Muskopf’s work is copiously illustrated, rests on extensive use of primary sources, and demonstrates rigorous research combined with elegant writing. It is a superlatively presented history of this intriguing line.

The article is organized into several interlocking sections. The early life of Augustus Busch leads seamlessly into the organization of the Manufacturers Railway. Though the railroad is commonly associated with the Anheuser-Busch brewing company, Muskopf mines corporate archives, company papers, and secondary literature to illustrate the range of other customers and the variety of rolling stock along Manufacturers’ expanding string of lines. He also explains how the railway remained the personal property of the Busch family until Anheuser-Busch Inc. acquired it in 1967.
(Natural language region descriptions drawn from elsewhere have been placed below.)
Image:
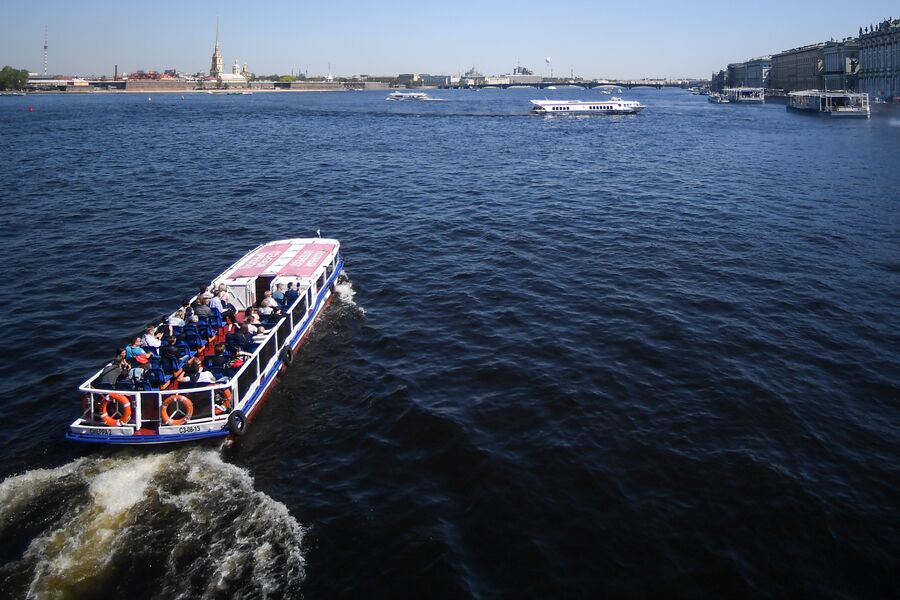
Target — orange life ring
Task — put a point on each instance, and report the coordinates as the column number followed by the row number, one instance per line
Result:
column 122, row 414
column 183, row 407
column 225, row 405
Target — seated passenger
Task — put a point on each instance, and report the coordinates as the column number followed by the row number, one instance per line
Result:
column 270, row 308
column 135, row 349
column 138, row 372
column 278, row 294
column 219, row 359
column 173, row 349
column 221, row 304
column 291, row 295
column 202, row 309
column 151, row 338
column 239, row 341
column 176, row 320
column 113, row 371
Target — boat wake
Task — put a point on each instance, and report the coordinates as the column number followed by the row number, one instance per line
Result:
column 181, row 524
column 344, row 288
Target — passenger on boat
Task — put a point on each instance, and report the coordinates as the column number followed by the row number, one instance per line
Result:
column 251, row 320
column 291, row 295
column 219, row 360
column 138, row 372
column 278, row 294
column 113, row 372
column 135, row 349
column 270, row 307
column 173, row 349
column 176, row 320
column 221, row 304
column 188, row 309
column 202, row 309
column 239, row 341
column 151, row 337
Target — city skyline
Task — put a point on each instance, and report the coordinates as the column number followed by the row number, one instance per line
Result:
column 660, row 40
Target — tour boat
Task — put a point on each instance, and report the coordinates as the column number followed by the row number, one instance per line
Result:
column 161, row 409
column 744, row 95
column 407, row 96
column 613, row 106
column 834, row 104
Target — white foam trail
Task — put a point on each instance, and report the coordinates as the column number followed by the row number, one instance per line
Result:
column 344, row 288
column 72, row 555
column 219, row 535
column 20, row 490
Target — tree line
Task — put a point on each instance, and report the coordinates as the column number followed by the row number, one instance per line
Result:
column 13, row 79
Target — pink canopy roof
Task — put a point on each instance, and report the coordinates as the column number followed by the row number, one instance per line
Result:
column 295, row 260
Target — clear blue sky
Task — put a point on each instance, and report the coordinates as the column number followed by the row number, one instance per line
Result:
column 651, row 38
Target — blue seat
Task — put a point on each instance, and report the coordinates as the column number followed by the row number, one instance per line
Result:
column 170, row 364
column 194, row 341
column 156, row 377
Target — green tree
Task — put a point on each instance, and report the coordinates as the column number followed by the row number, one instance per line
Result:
column 13, row 79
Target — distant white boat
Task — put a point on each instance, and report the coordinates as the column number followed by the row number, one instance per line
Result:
column 833, row 104
column 745, row 95
column 407, row 96
column 613, row 106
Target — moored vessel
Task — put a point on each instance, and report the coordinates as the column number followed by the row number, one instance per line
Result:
column 834, row 104
column 745, row 95
column 407, row 96
column 613, row 106
column 167, row 406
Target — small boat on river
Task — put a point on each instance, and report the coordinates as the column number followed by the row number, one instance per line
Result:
column 407, row 96
column 165, row 406
column 833, row 104
column 613, row 106
column 745, row 95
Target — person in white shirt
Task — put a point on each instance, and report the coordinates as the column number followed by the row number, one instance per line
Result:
column 151, row 338
column 176, row 320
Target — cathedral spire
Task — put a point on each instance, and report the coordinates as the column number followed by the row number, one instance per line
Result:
column 218, row 64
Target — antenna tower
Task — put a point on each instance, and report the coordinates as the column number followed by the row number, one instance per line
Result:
column 45, row 51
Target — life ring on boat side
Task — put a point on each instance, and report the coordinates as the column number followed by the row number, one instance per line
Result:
column 223, row 402
column 120, row 415
column 287, row 357
column 181, row 412
column 237, row 422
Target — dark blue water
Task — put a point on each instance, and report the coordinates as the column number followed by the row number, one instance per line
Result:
column 651, row 355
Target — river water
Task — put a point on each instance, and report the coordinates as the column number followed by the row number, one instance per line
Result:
column 624, row 356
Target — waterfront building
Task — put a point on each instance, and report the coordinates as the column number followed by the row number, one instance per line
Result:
column 841, row 64
column 752, row 73
column 879, row 60
column 718, row 81
column 758, row 70
column 798, row 69
column 735, row 74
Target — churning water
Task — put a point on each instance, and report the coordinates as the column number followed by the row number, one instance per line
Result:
column 644, row 355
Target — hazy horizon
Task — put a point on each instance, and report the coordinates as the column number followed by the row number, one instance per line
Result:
column 657, row 39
The centrality of railroad transportation to the brewing industry comes through clearly in Muskopf’s writing. Raw materials (“barley and rice, bottles, coal, building materials, cleaning and filtration materials, packaging, machinery,” noted on  p.27) arrived from across the country while beer was shipped out.

 

Not always, of course. During Prohibition (1920-1933) the Manufacturers Railway shipped Anheuser-Busch’s new products, from barley-malt syrup to livestock feed to truck bodies.

Muskopf also covers Manufacturers’ sometimes frayed relations with the Terminal Railroad Association of St. Louis, the Alton & Southern, and the St. Louis & O’Fallon, often caused by disagreements over access to bridges across the Mississippi River to Illinois.

Later years are enlivened by interviews with retired employees, whose reminiscences reveal the extent of Manufacturers Railway operations, including some of the up to 18 daily switching jobs in the 1970s. Add in excellent illustrations, locomotive and freight-car rosters, lists of lineside industries, and maps, and it adds up to a complete history of a fascinating railroad.

Living with his wife Beverly in Kirkwood, Mo., Muskopf is an electrical engineer who works in sales for the utility distribution industry. Perhaps reflecting the discipline of his engineering training, he approached his book subject dispassionately. He wasn’t particularly a fan of the Manufacturers Railway beforehand, but took on the assignment at the request of longtime TRRA editor Larry Thomas.

“It was not a labor of love,” Muskopf said. “It was a better background because I wasn’t biased. I approached it from a non-fan point of view. I made it my business to research the brewery.”

A native of Belleville, Ill., he worked for the Missouri Pacific Railroad for two years while he was in college at the University of Missouri-Rolla. Since becoming a railfan about 1976, he’s written 10 magazine articles and has seen 500 of his railroad photos published in books, magazines, and calendars.

Muskopf cites Professor H. Roger Grant, author of nearly three dozen railroad histories (and a member of the R&LHS Awards Committee), as his role model in compiling interpretive history. “I try to take an H. Roger Grant approach,” he says, “It takes a lot of research, and he has a conversational style of writing.”